По глубокому снѣгу двора гуськомъ молча пошли, часто шагая черезъ занесенные снѣгомъ рельсовые пути. Вагоны кончились. Показался пустынный берегъ и за нимъ въ сумракѣ морозной, хмурой ночи свѣтлымъ просторомъ лежала Нева. Чуть видны были желтыя точки рѣдкихъ фонарей на противоположномъ берегу. Черезъ глубокій прочный настъ Невы наискось узкая шла тропинка пѣшехода. Маленькія елочки, косо воткнутыя въ снѣгъ указывали ея направление.

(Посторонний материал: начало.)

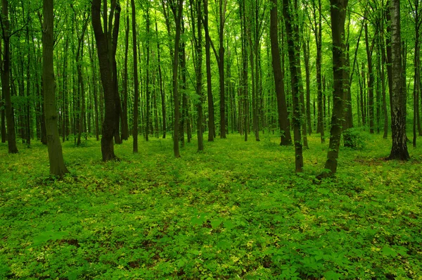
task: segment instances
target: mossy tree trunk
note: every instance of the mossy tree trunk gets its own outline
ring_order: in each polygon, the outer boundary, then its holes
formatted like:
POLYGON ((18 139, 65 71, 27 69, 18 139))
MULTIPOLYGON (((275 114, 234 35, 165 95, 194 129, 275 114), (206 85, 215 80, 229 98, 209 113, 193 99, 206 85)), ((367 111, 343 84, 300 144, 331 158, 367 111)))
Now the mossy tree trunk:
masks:
POLYGON ((47 147, 50 162, 50 173, 63 176, 69 171, 65 165, 62 146, 57 127, 57 110, 54 88, 53 64, 53 0, 44 0, 42 25, 42 79, 44 93, 44 115, 47 136, 47 147))

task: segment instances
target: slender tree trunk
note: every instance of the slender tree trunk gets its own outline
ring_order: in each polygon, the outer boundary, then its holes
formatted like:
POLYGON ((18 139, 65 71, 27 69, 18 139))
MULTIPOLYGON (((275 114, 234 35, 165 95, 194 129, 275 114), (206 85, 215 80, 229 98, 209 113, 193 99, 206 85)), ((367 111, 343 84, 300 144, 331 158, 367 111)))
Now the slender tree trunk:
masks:
POLYGON ((368 24, 365 23, 365 43, 366 45, 366 58, 368 60, 368 118, 369 119, 369 132, 373 134, 373 72, 372 71, 372 50, 373 44, 369 46, 368 39, 368 24))
POLYGON ((406 136, 406 89, 403 88, 403 69, 402 64, 402 39, 400 35, 400 1, 391 0, 391 62, 392 62, 392 108, 391 130, 392 146, 389 160, 407 160, 406 136))
POLYGON ((8 1, 1 0, 1 27, 3 32, 3 42, 4 50, 1 67, 1 88, 4 95, 6 121, 7 123, 7 143, 9 153, 18 153, 16 146, 16 134, 15 132, 15 122, 13 117, 13 108, 11 99, 11 59, 10 59, 10 24, 8 20, 8 1))
MULTIPOLYGON (((93 0, 91 6, 92 12, 92 28, 95 35, 97 46, 97 55, 100 65, 100 74, 101 76, 101 83, 104 91, 104 104, 105 104, 105 115, 104 121, 103 122, 103 135, 101 137, 101 153, 103 160, 108 161, 116 158, 114 153, 113 136, 115 131, 115 91, 113 88, 112 82, 112 58, 109 57, 110 52, 107 49, 107 46, 109 45, 107 30, 107 2, 104 0, 103 3, 103 27, 105 31, 103 31, 101 27, 101 0, 93 0)), ((112 4, 113 6, 113 4, 112 4)), ((120 20, 120 6, 115 6, 115 25, 118 25, 120 20)), ((111 20, 113 19, 115 11, 111 9, 110 13, 110 25, 112 25, 111 20)))
POLYGON ((306 123, 307 132, 309 135, 312 133, 311 122, 311 71, 309 68, 309 39, 304 40, 303 59, 305 60, 305 72, 306 75, 306 123))
POLYGON ((205 65, 207 68, 207 98, 208 103, 208 141, 215 138, 215 123, 214 115, 214 100, 212 98, 212 84, 211 79, 211 53, 210 32, 208 31, 208 0, 204 4, 204 31, 205 32, 205 65))
POLYGON ((129 139, 129 123, 127 120, 127 79, 128 68, 127 60, 129 56, 129 32, 130 30, 129 23, 129 1, 127 1, 127 15, 124 27, 124 63, 123 70, 123 103, 122 104, 122 140, 129 139))
MULTIPOLYGON (((348 0, 330 0, 331 15, 331 34, 333 37, 333 72, 334 90, 333 91, 333 114, 330 144, 325 169, 329 172, 323 176, 330 175, 337 171, 337 159, 340 149, 342 132, 342 120, 344 116, 343 103, 347 92, 347 78, 345 73, 346 53, 345 46, 345 21, 348 0)), ((321 174, 322 175, 322 174, 321 174)))
POLYGON ((47 134, 47 146, 50 162, 50 173, 62 177, 69 172, 62 152, 62 146, 57 127, 57 113, 56 108, 56 95, 54 94, 55 82, 53 62, 53 0, 44 0, 43 28, 42 28, 42 78, 44 91, 44 114, 47 134))
POLYGON ((177 0, 177 7, 171 7, 174 21, 176 22, 176 37, 174 39, 174 53, 173 56, 173 98, 174 101, 174 123, 173 135, 173 151, 175 158, 180 158, 179 147, 179 125, 180 120, 180 112, 179 106, 179 52, 181 34, 181 21, 183 10, 183 0, 177 0))
POLYGON ((138 53, 136 46, 138 42, 136 40, 136 12, 135 8, 135 1, 131 0, 132 12, 132 44, 134 53, 134 127, 133 127, 133 152, 138 153, 138 103, 139 102, 139 82, 138 81, 138 53))
POLYGON ((280 128, 280 145, 291 145, 292 138, 288 125, 288 113, 286 102, 284 90, 284 81, 283 79, 283 70, 281 69, 281 60, 280 58, 280 47, 279 45, 279 27, 277 0, 271 0, 272 8, 270 12, 270 31, 271 51, 272 57, 272 67, 274 71, 274 82, 276 86, 276 95, 277 97, 277 113, 279 115, 279 126, 280 128))
MULTIPOLYGON (((303 85, 300 69, 300 46, 299 34, 299 18, 295 13, 298 11, 298 1, 289 5, 288 0, 283 0, 284 23, 287 34, 288 60, 290 64, 291 89, 293 103, 293 136, 295 140, 295 162, 296 172, 301 172, 303 168, 302 143, 302 109, 301 99, 303 99, 303 85)), ((306 130, 306 128, 305 128, 306 130)), ((306 135, 306 131, 305 132, 306 135)))
POLYGON ((157 51, 158 58, 158 78, 160 82, 160 94, 161 96, 161 112, 162 114, 162 139, 165 139, 165 133, 167 132, 167 114, 165 108, 165 94, 162 87, 162 74, 161 71, 161 55, 160 48, 160 39, 158 38, 158 28, 157 27, 157 20, 155 20, 155 33, 157 34, 157 51))
MULTIPOLYGON (((316 42, 316 96, 318 96, 318 125, 316 133, 321 134, 321 143, 325 142, 324 117, 323 115, 323 91, 322 91, 322 19, 321 0, 318 0, 318 22, 315 15, 315 42, 316 42)), ((316 15, 316 8, 314 0, 312 1, 314 14, 316 15)))

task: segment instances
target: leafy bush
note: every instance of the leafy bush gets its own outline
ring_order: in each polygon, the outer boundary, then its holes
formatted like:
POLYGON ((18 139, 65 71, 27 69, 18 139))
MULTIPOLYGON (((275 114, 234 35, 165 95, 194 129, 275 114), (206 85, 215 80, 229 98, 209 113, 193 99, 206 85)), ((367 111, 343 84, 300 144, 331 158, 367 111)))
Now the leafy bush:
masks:
POLYGON ((352 127, 346 129, 343 133, 344 146, 355 150, 362 150, 365 148, 366 138, 362 133, 359 127, 352 127))

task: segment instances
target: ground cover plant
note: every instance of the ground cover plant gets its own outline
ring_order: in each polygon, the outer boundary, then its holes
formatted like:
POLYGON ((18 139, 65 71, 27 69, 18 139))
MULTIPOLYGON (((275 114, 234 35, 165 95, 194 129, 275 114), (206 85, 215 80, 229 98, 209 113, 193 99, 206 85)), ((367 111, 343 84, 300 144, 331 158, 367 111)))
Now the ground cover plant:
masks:
POLYGON ((0 279, 421 279, 422 149, 386 161, 391 141, 363 133, 335 177, 315 179, 315 135, 294 174, 293 146, 268 133, 195 141, 63 144, 70 173, 49 174, 46 147, 0 144, 0 279))

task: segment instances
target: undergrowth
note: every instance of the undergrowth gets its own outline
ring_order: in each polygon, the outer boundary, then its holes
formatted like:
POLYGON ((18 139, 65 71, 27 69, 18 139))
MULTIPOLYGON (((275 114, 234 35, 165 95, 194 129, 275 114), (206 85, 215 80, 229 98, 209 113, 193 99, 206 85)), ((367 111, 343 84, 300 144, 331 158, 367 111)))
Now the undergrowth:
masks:
MULTIPOLYGON (((390 140, 342 148, 315 184, 328 144, 308 137, 305 172, 277 137, 231 134, 181 148, 171 139, 63 144, 71 174, 49 174, 41 144, 0 144, 0 279, 422 279, 422 150, 385 161, 390 140)), ((206 137, 205 137, 206 139, 206 137)))

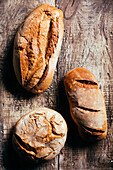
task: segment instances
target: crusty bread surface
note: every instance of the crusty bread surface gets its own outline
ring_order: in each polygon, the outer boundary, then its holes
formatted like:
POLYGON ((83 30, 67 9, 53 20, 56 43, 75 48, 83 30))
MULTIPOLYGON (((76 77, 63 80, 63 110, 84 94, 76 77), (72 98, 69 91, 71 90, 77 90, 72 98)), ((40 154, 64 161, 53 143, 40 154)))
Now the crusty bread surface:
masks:
POLYGON ((13 66, 18 82, 41 93, 51 84, 62 39, 63 13, 42 4, 21 24, 14 41, 13 66))
POLYGON ((66 137, 64 118, 52 109, 39 108, 18 120, 12 142, 20 157, 39 162, 58 155, 66 137))
POLYGON ((64 77, 70 112, 86 141, 101 140, 107 134, 107 116, 103 94, 89 70, 75 68, 64 77))

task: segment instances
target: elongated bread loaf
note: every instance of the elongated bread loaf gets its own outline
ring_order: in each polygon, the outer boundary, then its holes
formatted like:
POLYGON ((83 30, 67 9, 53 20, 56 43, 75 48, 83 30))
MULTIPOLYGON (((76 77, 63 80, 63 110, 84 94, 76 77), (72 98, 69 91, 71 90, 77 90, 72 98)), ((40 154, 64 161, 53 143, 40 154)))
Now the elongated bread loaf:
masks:
POLYGON ((17 153, 35 162, 50 160, 60 153, 67 137, 67 125, 56 111, 39 108, 24 115, 16 124, 13 146, 17 153))
POLYGON ((19 83, 41 93, 51 84, 62 38, 63 13, 42 4, 20 26, 14 41, 13 65, 19 83))
POLYGON ((85 68, 75 68, 65 75, 64 84, 71 116, 78 126, 80 136, 87 141, 105 138, 105 101, 93 73, 85 68))

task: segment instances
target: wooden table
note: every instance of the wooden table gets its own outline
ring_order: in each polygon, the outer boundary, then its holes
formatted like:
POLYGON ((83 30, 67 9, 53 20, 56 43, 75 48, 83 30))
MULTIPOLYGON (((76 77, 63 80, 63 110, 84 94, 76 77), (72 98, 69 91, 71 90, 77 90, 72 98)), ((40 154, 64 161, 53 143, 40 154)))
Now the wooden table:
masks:
POLYGON ((0 9, 0 170, 113 169, 113 1, 1 0, 0 9), (51 86, 40 95, 31 95, 15 78, 13 41, 21 22, 42 3, 63 10, 65 30, 51 86), (63 77, 75 67, 85 67, 95 74, 106 101, 107 138, 92 145, 85 145, 79 138, 65 95, 63 77), (68 124, 68 138, 55 159, 31 165, 13 151, 11 137, 16 121, 40 106, 63 115, 68 124))

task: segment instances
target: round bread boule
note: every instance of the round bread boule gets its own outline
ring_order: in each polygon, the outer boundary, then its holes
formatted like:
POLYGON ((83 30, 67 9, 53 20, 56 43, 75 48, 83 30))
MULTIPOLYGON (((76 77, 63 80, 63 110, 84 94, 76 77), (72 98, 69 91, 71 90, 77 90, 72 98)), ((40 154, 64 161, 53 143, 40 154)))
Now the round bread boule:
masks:
POLYGON ((13 146, 21 157, 35 162, 50 160, 60 153, 67 137, 67 125, 56 111, 39 108, 16 123, 13 146))

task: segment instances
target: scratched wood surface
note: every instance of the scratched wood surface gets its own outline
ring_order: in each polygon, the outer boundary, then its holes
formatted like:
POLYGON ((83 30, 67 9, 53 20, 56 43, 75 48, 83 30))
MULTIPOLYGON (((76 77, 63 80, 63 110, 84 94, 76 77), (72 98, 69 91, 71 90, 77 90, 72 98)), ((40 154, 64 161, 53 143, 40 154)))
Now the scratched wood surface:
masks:
POLYGON ((0 170, 113 169, 113 1, 112 0, 1 0, 0 1, 0 170), (21 22, 38 5, 48 3, 64 13, 64 38, 54 79, 44 93, 32 95, 17 83, 12 67, 13 41, 21 22), (103 91, 108 134, 85 145, 69 114, 63 77, 75 67, 92 71, 103 91), (16 121, 26 112, 45 106, 59 111, 68 137, 59 156, 39 165, 25 163, 13 151, 16 121))

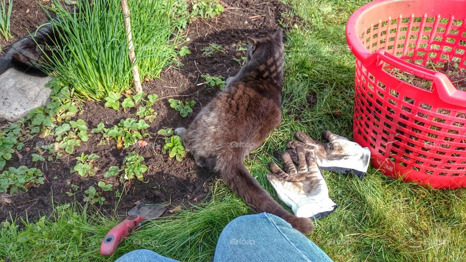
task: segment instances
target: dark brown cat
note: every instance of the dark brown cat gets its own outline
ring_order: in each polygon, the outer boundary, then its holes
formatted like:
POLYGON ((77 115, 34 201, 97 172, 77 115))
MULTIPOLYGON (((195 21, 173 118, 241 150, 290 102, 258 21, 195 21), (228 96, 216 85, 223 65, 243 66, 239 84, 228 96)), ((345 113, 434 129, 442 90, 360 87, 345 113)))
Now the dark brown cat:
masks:
POLYGON ((180 128, 186 149, 197 164, 221 174, 233 191, 258 213, 283 219, 304 234, 309 218, 287 212, 264 190, 243 164, 246 154, 264 142, 282 121, 283 47, 282 30, 273 35, 249 38, 247 61, 225 89, 199 113, 187 130, 180 128))

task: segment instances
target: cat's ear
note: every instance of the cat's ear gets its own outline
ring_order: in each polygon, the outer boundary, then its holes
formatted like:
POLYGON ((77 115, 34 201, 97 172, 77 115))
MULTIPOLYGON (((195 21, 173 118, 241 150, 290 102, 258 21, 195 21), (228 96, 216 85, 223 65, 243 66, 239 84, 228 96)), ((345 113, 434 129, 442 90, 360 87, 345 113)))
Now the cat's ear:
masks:
POLYGON ((275 33, 273 34, 273 37, 276 39, 281 41, 283 39, 283 31, 282 31, 282 29, 280 28, 277 29, 275 33))
POLYGON ((248 37, 248 42, 252 45, 254 46, 256 46, 256 44, 257 44, 257 40, 253 38, 252 37, 248 37))

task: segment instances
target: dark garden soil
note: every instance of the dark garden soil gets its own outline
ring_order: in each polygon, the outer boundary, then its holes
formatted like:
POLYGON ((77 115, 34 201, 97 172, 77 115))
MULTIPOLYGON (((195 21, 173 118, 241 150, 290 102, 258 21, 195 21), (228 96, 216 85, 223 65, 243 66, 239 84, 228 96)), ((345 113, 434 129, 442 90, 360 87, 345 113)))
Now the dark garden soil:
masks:
MULTIPOLYGON (((16 36, 24 34, 27 32, 25 29, 30 30, 44 21, 45 15, 37 8, 35 1, 16 0, 15 3, 19 8, 14 8, 14 16, 12 16, 14 22, 12 27, 16 36), (28 9, 30 15, 24 16, 18 15, 25 14, 28 9), (31 16, 35 18, 33 19, 31 16)), ((179 162, 163 154, 161 147, 164 139, 157 135, 157 131, 164 128, 186 126, 219 92, 218 89, 211 89, 201 83, 203 79, 200 75, 207 73, 212 76, 222 75, 225 78, 234 75, 240 65, 233 58, 240 58, 243 54, 242 51, 235 49, 235 44, 245 40, 248 36, 274 32, 278 27, 278 21, 282 19, 281 13, 286 11, 286 7, 279 1, 228 0, 222 4, 225 11, 219 17, 193 21, 188 26, 186 32, 190 41, 187 45, 192 53, 182 60, 184 66, 178 68, 167 67, 159 79, 146 80, 144 82, 143 88, 146 93, 157 94, 159 98, 153 106, 158 115, 149 129, 152 134, 146 139, 147 146, 139 147, 135 146, 121 150, 116 148, 114 142, 98 146, 101 135, 93 134, 87 142, 82 142, 82 146, 72 155, 65 155, 55 162, 32 162, 31 155, 36 153, 33 148, 50 144, 53 139, 50 138, 44 140, 35 137, 28 141, 25 148, 19 152, 22 155, 22 159, 14 156, 7 166, 25 165, 40 168, 47 178, 46 182, 38 187, 30 188, 27 193, 11 196, 11 204, 0 203, 1 220, 9 217, 10 213, 13 217, 21 215, 25 217, 27 214, 30 219, 37 218, 39 213, 50 214, 52 195, 55 202, 72 203, 74 198, 65 194, 70 190, 72 184, 79 188, 75 195, 76 201, 83 203, 83 191, 90 186, 98 188, 97 183, 100 180, 112 183, 115 189, 120 191, 124 189, 121 199, 116 196, 115 190, 103 194, 106 199, 105 203, 96 207, 104 213, 113 214, 118 203, 118 214, 124 215, 137 202, 142 201, 169 203, 172 206, 165 214, 169 215, 180 208, 190 208, 193 204, 208 200, 206 198, 209 197, 210 186, 217 175, 198 167, 189 155, 179 162), (201 49, 213 43, 223 46, 223 50, 211 57, 203 56, 201 49), (194 113, 185 118, 181 117, 178 112, 170 108, 167 100, 171 98, 183 101, 194 99, 196 102, 194 113), (103 177, 103 173, 109 166, 121 167, 126 153, 133 150, 144 157, 143 164, 149 167, 144 174, 146 182, 133 180, 121 184, 116 179, 103 177), (95 153, 100 156, 93 164, 97 174, 94 177, 83 178, 70 174, 70 169, 76 162, 75 157, 83 152, 95 153)), ((289 21, 284 23, 291 24, 289 21)), ((95 128, 100 122, 105 123, 106 127, 111 127, 120 119, 137 118, 134 111, 133 109, 125 112, 120 109, 116 112, 104 107, 102 102, 87 102, 83 105, 82 113, 76 118, 84 120, 89 129, 95 128)))

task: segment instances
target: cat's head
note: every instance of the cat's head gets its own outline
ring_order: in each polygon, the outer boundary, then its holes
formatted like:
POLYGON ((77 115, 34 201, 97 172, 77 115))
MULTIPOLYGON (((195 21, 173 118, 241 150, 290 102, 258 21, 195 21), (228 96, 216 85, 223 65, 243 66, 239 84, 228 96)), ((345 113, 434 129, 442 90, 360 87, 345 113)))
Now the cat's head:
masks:
POLYGON ((280 29, 273 34, 264 37, 248 37, 248 43, 247 63, 252 61, 261 65, 271 57, 283 60, 283 32, 280 29))

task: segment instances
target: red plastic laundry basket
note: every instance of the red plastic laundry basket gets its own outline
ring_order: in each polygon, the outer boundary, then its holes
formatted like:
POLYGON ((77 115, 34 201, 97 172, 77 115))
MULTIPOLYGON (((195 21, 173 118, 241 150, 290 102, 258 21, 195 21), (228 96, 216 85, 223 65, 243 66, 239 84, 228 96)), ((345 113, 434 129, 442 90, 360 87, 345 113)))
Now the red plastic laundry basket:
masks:
POLYGON ((466 187, 466 92, 421 66, 466 68, 466 1, 376 1, 352 14, 346 37, 356 57, 353 137, 372 165, 434 188, 466 187))

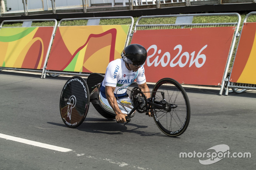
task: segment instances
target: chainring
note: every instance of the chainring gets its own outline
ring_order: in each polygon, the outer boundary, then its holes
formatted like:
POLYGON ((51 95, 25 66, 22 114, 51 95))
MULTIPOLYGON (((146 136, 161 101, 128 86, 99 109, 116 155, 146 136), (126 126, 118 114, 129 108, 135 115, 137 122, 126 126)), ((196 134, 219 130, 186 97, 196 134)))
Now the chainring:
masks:
POLYGON ((139 113, 142 113, 147 111, 148 107, 148 100, 144 94, 141 92, 140 89, 137 87, 134 87, 131 92, 131 98, 132 104, 133 107, 138 103, 141 103, 136 110, 139 113))

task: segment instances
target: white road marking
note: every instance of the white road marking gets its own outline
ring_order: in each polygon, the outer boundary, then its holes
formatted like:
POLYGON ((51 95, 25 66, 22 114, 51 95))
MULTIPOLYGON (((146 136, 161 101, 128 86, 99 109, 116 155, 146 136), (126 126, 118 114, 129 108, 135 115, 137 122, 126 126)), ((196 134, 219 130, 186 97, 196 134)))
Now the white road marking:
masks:
POLYGON ((10 136, 9 135, 4 135, 1 133, 0 133, 0 138, 5 139, 8 140, 15 141, 18 142, 23 143, 23 144, 30 145, 33 145, 33 146, 38 146, 38 147, 41 147, 41 148, 54 150, 60 152, 67 152, 72 151, 72 150, 69 149, 59 147, 59 146, 44 144, 37 142, 35 142, 34 141, 25 139, 22 139, 22 138, 10 136))

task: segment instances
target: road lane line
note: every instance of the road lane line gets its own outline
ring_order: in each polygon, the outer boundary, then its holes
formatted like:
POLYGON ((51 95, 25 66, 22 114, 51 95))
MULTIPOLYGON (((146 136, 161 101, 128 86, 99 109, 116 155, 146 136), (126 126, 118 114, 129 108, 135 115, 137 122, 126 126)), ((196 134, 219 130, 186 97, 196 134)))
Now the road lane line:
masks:
POLYGON ((38 147, 41 147, 41 148, 54 150, 60 152, 67 152, 72 151, 72 150, 69 149, 59 147, 59 146, 44 144, 37 142, 35 142, 27 139, 22 139, 22 138, 20 138, 20 137, 6 135, 2 134, 1 133, 0 133, 0 138, 3 138, 8 140, 15 141, 18 142, 23 143, 23 144, 30 145, 33 145, 33 146, 38 146, 38 147))

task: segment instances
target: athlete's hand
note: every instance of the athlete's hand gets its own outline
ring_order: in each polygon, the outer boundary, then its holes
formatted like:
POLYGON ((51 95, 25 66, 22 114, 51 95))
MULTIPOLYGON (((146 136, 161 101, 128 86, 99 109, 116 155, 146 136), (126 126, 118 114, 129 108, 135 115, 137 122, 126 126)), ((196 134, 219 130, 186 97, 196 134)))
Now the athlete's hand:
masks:
POLYGON ((125 116, 127 116, 126 115, 123 113, 116 114, 116 120, 118 123, 126 122, 125 116))

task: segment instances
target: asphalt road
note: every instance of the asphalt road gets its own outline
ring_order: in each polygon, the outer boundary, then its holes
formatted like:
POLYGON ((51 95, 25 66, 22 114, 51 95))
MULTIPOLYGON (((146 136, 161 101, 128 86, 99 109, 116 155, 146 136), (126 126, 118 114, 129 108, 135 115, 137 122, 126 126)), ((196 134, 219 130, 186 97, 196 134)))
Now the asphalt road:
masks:
POLYGON ((92 105, 84 122, 68 128, 59 104, 69 78, 40 78, 0 71, 0 169, 255 169, 255 91, 226 96, 218 95, 219 88, 185 87, 190 122, 182 135, 170 137, 144 114, 124 127, 92 105))

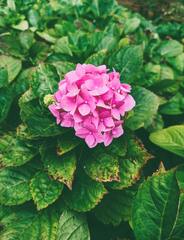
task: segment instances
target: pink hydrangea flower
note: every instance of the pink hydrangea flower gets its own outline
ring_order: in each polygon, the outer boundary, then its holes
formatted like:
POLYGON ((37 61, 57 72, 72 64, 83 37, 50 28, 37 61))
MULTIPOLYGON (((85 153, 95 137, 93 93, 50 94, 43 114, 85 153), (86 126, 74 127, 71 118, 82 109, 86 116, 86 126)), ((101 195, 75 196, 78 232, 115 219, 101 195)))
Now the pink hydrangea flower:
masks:
POLYGON ((76 136, 93 148, 108 146, 123 134, 122 117, 135 106, 131 86, 105 65, 77 64, 60 81, 50 112, 62 127, 72 127, 76 136))

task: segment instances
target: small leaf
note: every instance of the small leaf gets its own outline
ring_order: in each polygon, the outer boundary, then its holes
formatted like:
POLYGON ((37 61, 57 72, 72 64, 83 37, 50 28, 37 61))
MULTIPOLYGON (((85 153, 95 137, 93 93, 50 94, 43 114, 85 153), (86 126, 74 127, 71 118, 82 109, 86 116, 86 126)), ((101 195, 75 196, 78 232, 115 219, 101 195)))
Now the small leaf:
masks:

— Пожалуйте, — сказалъ, останавливаясь передъ переходомъ, рабочій — прямо по ней на Охту попадете. Съ праваго края держите осторожнѣе, тамъ ледъ брали — такъ проруби будутъ.
— Спасибо, товарищъ. Въ вѣкъ не забудемъ услуги.
— Не на чемъ... Радъ услужить, которые нашего брата на вѣрную дорогу выводятъ.
Всѣ поочереди пожали твердую мозолистую руку рабочаго и пошли черезъ Неву.
Когда дошли до проруби, остановились, Широкимъ прямоугольникомъ дымила паромъ передъ ними черная прорубь. Большіе, ровные куски вынутаго льда красивыми хрустальными столбами стояли кругомъ. Было нѣчто влекущее въ черной глубинѣ, надъ которой воздушными видѣниями струился легкій, едва заметный паръ.
Драчъ показалъ Малинину прорубь. Онъ продолжалъ повидимому разговоръ, который они вели, когда шли вдвоемъ впереди вcѣxъ черезъ Неву.
— Куда проще, товарищъ. И никому невѣдомо. Пойдемъ вчетверомъ — вернемся втроемъ. Это куда лучше, какъ священника Гапона вѣшали. Сколько шума и безпокойства людямъ.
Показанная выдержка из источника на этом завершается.